Hobby: Heuchelei

Vorgestern war in den Medien zu lesen, dass die SVP Basel die Juso Basel-Stadt wegen einem Plakat, das einen glatzköpfigen Mann mit Bomberjacke auf dem ein Sünneli prangt anzeigen will (http://www.tagesanzeiger.ch/schweiz/standard/Jungsozialisten-beleidigen-SVP-mit-NaziSujet/story/17577298). Auch so manche dünnhäutige Person hier auf Politnetz fühlte sich bemüssigt mit Klage zu drohen. Aus mehreren Gründen musste ich mich fragen ob die wählerstärkste Partei der Schweiz schlicht das Kurzzeitgedächtnis einer Fliege hat, die ständig in die selbe Scheibe fliegt oder ob sie - und das halte ich für viel wahrscheinlicher - nichts anderes tut, als sich in einer ihrer Lieblingszeitbeschäftigungen zu üben: der Heuchelei.

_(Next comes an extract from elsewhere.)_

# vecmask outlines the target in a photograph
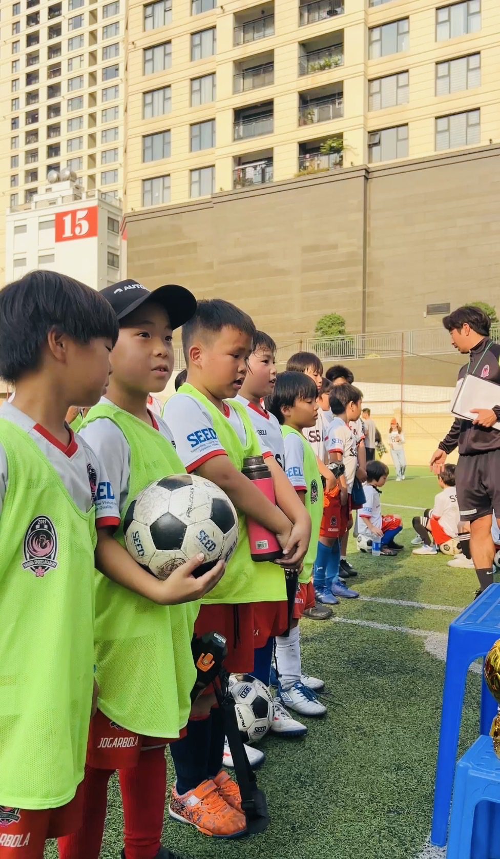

Betrachtet man die Plakate der SVP in den letzten Jahren, dann findet man ein paar Beispiele, wo man sich wundert, wieso sie von einer Partei geschaltet wurden, die plötzlich über Stil redet, da war so ziemlich alles dabei von einem klischierten Bild eines Schwarzen (http://diepresse.com/home/politik/aussenpolitik/329594/index?gal=329594&index=12&direct=), dem berühmten Plakat mit den schwarzen Schafen (http://www.rhetorik.ch/Aktuell/07/07_16/index.html), welches übrigens auch von der neonazistischen Partei NPD übernommen wurde (http://www.persoenlich.com/news/show_news.cfm?newsid=70783) oder dem Klassiker mit den Linken als rote Ratten (http://www.publikative.org/wp-content/uploads/2012/02/svp1.jpg). Für die ExponentInnen der SVP war jedoch keine Ausrede zu dämlich, wenn es darum ging zu behaupten, dass keines der Plakate diffamierend sei, es würden nur Redewendungen verbildlicht etc etc...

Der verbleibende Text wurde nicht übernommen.